Spotlight on Oceans
Our system for managing marine areas is in need of significant change if we are to turn this situation around and create a sustainable future for our oceans. We need to think about managing our estuaries, territorial sea, exclusive economic zone and continental shelf in an integrated way, including the land-based activities and catchments that impact on them.
Aotearoa New Zealand has jurisdiction over a very large marine domain, which is around 20 times the size of the country’s land area. Recent state of environment reporting has identified many conflicting uses and priorities in our oceans with some serious environmental degradation and imminent threats of species extinctions.
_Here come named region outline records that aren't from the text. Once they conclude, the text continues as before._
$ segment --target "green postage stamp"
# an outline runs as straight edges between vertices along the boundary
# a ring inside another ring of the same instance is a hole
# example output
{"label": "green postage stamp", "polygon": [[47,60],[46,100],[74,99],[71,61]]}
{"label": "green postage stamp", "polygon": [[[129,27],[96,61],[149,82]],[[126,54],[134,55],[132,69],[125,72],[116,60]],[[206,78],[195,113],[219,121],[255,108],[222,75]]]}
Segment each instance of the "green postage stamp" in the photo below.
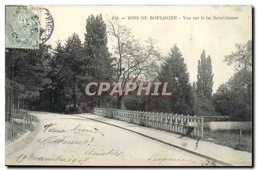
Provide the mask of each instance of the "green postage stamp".
{"label": "green postage stamp", "polygon": [[38,48],[39,14],[36,7],[6,6],[6,48]]}

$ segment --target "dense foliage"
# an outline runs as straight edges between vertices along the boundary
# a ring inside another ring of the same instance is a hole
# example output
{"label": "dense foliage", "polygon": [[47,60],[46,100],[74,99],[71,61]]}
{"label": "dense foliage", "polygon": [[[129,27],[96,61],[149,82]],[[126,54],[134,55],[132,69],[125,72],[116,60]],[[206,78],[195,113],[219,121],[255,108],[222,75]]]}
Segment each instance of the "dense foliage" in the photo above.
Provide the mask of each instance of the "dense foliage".
{"label": "dense foliage", "polygon": [[[236,44],[236,52],[225,57],[236,72],[213,94],[211,60],[204,50],[197,81],[191,84],[176,45],[162,56],[156,40],[149,38],[140,45],[130,29],[116,22],[106,25],[101,14],[88,16],[85,30],[84,42],[75,33],[54,48],[6,49],[6,121],[12,108],[75,113],[90,112],[95,106],[251,119],[251,40]],[[115,44],[113,54],[107,46],[108,34]],[[88,96],[85,92],[91,82],[119,82],[124,92],[128,82],[142,81],[167,82],[171,96]]]}

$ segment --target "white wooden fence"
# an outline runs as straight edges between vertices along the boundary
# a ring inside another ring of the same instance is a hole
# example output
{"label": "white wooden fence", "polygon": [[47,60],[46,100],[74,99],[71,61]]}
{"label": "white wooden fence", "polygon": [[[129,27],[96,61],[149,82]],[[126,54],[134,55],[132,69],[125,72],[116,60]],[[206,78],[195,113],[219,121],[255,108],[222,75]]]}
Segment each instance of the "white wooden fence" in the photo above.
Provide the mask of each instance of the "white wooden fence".
{"label": "white wooden fence", "polygon": [[185,133],[185,125],[191,122],[191,133],[198,137],[204,136],[204,117],[183,116],[158,113],[132,111],[113,109],[94,108],[93,114],[132,123],[160,129],[168,131]]}

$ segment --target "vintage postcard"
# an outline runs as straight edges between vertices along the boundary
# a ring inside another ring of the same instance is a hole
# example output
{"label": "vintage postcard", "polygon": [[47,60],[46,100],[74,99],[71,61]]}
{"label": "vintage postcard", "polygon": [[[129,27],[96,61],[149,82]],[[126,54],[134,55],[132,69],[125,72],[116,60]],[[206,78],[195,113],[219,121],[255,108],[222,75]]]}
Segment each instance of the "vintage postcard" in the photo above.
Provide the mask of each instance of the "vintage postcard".
{"label": "vintage postcard", "polygon": [[5,9],[6,165],[252,165],[252,6]]}

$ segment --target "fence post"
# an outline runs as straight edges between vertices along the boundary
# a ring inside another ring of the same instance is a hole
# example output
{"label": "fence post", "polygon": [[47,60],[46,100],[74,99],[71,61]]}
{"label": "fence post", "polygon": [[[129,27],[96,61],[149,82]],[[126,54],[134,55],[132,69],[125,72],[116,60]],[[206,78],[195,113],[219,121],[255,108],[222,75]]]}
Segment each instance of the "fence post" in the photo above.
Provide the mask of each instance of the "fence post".
{"label": "fence post", "polygon": [[29,121],[29,127],[31,127],[32,115],[30,115],[30,119]]}
{"label": "fence post", "polygon": [[175,131],[177,131],[177,114],[176,114],[176,115],[175,115]]}
{"label": "fence post", "polygon": [[27,124],[29,124],[29,118],[28,118],[28,111],[26,111],[26,118],[27,119]]}
{"label": "fence post", "polygon": [[194,135],[195,135],[195,117],[196,117],[196,116],[194,116],[194,117],[195,117],[194,118]]}
{"label": "fence post", "polygon": [[239,133],[239,144],[241,144],[242,143],[242,131],[240,130]]}
{"label": "fence post", "polygon": [[183,121],[184,118],[183,118],[183,114],[181,114],[181,117],[180,117],[180,132],[182,133],[183,133],[184,131],[183,130]]}
{"label": "fence post", "polygon": [[14,138],[14,125],[13,123],[13,118],[12,117],[12,116],[11,117],[11,119],[12,119],[12,138]]}
{"label": "fence post", "polygon": [[23,132],[25,132],[25,114],[23,114]]}
{"label": "fence post", "polygon": [[201,138],[204,137],[204,116],[201,116]]}

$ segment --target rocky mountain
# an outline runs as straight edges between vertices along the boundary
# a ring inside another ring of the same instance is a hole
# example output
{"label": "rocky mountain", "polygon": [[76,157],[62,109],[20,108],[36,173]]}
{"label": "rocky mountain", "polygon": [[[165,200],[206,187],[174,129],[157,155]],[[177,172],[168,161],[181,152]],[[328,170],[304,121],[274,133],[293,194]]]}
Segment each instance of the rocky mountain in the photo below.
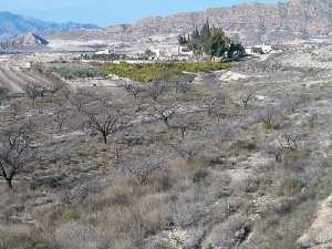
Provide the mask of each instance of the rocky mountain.
{"label": "rocky mountain", "polygon": [[58,33],[65,39],[139,39],[169,33],[189,33],[209,19],[231,37],[245,43],[279,43],[332,37],[332,0],[289,0],[277,3],[245,3],[184,12],[166,18],[152,17],[128,25],[111,25],[104,30]]}
{"label": "rocky mountain", "polygon": [[0,12],[0,40],[12,39],[19,34],[33,32],[39,35],[48,35],[58,31],[97,29],[93,24],[80,24],[74,22],[55,23],[38,19],[25,18],[10,12]]}
{"label": "rocky mountain", "polygon": [[17,38],[0,42],[0,49],[2,51],[12,50],[25,50],[25,49],[42,49],[45,48],[49,42],[42,37],[37,35],[33,32],[18,35]]}
{"label": "rocky mountain", "polygon": [[250,43],[329,37],[332,34],[332,0],[247,3],[167,18],[147,18],[132,25],[127,32],[190,32],[207,19],[212,25]]}

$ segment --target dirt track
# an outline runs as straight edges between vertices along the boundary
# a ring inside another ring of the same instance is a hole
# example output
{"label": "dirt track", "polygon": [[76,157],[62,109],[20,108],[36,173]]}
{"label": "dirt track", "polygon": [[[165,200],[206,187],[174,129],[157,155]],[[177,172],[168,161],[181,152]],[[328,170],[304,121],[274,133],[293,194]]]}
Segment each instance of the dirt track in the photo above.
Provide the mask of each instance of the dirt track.
{"label": "dirt track", "polygon": [[24,93],[23,89],[30,82],[41,85],[51,84],[51,82],[42,75],[24,72],[19,69],[10,68],[9,65],[0,66],[0,86],[9,89],[11,93]]}

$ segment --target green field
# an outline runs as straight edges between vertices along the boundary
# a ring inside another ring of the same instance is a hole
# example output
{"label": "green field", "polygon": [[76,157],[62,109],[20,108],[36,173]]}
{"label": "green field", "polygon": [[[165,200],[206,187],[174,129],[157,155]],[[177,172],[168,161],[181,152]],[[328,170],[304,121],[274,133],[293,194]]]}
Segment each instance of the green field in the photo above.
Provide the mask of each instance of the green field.
{"label": "green field", "polygon": [[121,77],[128,77],[137,82],[152,82],[159,77],[174,80],[184,72],[210,72],[224,70],[230,66],[226,62],[174,62],[174,63],[153,63],[153,64],[107,64],[100,69],[104,72],[115,74]]}

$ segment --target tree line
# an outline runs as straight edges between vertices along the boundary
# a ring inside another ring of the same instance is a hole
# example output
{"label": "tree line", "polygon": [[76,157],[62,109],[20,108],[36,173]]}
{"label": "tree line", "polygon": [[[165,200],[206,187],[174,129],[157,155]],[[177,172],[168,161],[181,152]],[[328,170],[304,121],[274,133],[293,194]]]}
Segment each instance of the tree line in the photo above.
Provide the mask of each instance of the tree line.
{"label": "tree line", "polygon": [[196,54],[207,54],[210,56],[228,56],[245,54],[241,43],[232,42],[220,28],[210,27],[209,20],[205,22],[201,30],[194,30],[191,34],[178,35],[179,45],[187,45],[188,50]]}

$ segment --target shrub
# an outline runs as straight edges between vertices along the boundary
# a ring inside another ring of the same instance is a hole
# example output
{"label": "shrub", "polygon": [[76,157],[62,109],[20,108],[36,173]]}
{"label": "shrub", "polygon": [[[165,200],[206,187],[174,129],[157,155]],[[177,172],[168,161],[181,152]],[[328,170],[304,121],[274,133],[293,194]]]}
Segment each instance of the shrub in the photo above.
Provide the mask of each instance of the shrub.
{"label": "shrub", "polygon": [[304,184],[299,179],[286,179],[280,185],[279,194],[291,197],[299,194],[303,187]]}
{"label": "shrub", "polygon": [[174,81],[184,72],[209,72],[229,68],[229,63],[220,62],[176,62],[176,63],[154,63],[154,64],[107,64],[100,69],[106,73],[112,73],[121,77],[128,77],[143,83],[155,80]]}

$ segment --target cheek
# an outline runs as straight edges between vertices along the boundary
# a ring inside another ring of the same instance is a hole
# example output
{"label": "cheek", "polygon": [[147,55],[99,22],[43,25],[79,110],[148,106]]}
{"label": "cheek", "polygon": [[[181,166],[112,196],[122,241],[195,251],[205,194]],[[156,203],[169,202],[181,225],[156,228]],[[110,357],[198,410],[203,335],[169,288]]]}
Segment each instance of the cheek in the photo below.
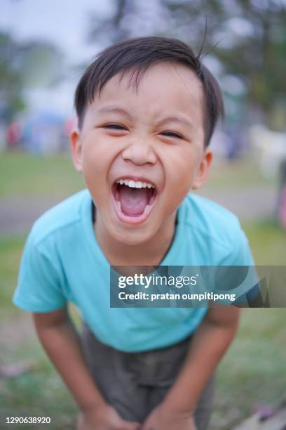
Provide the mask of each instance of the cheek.
{"label": "cheek", "polygon": [[112,162],[108,145],[100,140],[88,139],[84,143],[83,173],[93,197],[100,196],[105,190],[107,176]]}

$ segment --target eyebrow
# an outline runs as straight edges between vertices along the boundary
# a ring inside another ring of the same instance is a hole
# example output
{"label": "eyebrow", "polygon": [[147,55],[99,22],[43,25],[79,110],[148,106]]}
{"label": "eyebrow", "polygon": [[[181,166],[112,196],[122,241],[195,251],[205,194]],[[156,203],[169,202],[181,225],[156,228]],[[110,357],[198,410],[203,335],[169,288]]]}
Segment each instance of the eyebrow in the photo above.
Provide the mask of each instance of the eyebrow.
{"label": "eyebrow", "polygon": [[[121,115],[125,115],[125,117],[128,117],[130,119],[132,119],[132,115],[129,112],[128,112],[127,110],[125,110],[123,107],[118,107],[116,106],[102,106],[102,107],[100,107],[97,110],[97,113],[118,113]],[[163,125],[166,122],[179,122],[179,124],[187,125],[191,129],[194,128],[191,121],[189,121],[189,119],[184,118],[184,117],[176,115],[166,117],[165,118],[161,119],[156,123],[156,126],[158,126]]]}
{"label": "eyebrow", "polygon": [[129,119],[132,119],[132,116],[130,113],[123,109],[122,107],[117,107],[116,106],[102,106],[97,110],[97,113],[118,113],[121,115],[125,115]]}
{"label": "eyebrow", "polygon": [[179,122],[179,124],[184,124],[185,125],[187,125],[191,129],[194,128],[191,121],[189,121],[189,119],[186,119],[186,118],[184,118],[183,117],[177,117],[175,115],[173,115],[172,117],[167,117],[166,118],[161,119],[158,122],[157,122],[156,125],[161,126],[166,122]]}

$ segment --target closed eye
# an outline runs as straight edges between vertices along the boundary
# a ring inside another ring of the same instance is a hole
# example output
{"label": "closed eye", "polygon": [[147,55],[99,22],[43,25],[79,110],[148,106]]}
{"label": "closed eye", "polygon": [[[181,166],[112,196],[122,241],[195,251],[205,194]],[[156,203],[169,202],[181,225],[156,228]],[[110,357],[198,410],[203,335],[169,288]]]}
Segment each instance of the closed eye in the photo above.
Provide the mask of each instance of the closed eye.
{"label": "closed eye", "polygon": [[180,136],[177,133],[173,133],[172,131],[163,131],[161,133],[163,136],[166,136],[167,137],[175,137],[179,139],[183,139],[183,136]]}
{"label": "closed eye", "polygon": [[125,127],[120,124],[107,124],[103,126],[104,129],[110,129],[111,130],[126,130]]}

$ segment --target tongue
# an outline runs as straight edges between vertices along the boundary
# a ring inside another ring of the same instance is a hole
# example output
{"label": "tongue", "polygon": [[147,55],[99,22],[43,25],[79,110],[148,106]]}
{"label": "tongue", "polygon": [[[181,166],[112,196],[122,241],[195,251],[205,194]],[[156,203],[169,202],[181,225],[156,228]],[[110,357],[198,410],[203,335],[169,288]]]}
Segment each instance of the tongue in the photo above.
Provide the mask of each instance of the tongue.
{"label": "tongue", "polygon": [[125,185],[119,187],[122,211],[131,216],[142,214],[148,203],[149,192],[147,188],[130,188]]}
Biodiversity is in decline. Land-based activities are polluting our oceans and shorelines. Pest species are an ever-present threat. Climate change is affecting our seas and what can thrive in them. And there are questions about how we make the best use of scarce and contested marine resources.
The need to provide a more integrated framework has long been recognised. The current legal framework has developed over more than 50 years into an uneven patchwork of provisions. There are multiple pieces of overlapping marine legislation and some significant gaps in coverage, including no marine protected area legislation that applies outside the territorial sea. Some of the legislation is outdated and no longer fit for purpose including, most notably, the Wildlife Act 1953, the Marine Reserves Act 1971 and the Marine Mammals Protection Act 1978.
Ad hoc legislation for specific locations is indicative of failings in the broader system. Many Treaty and Māori customary claims over the marine area have yet to be settled. There is no overarching mechanism to help ensure that all legislation that is impacting on the marine environment is interacting coherently or producing optimal economic and environmental outcomes. We think the time has come to rethink how we manage our marine environment.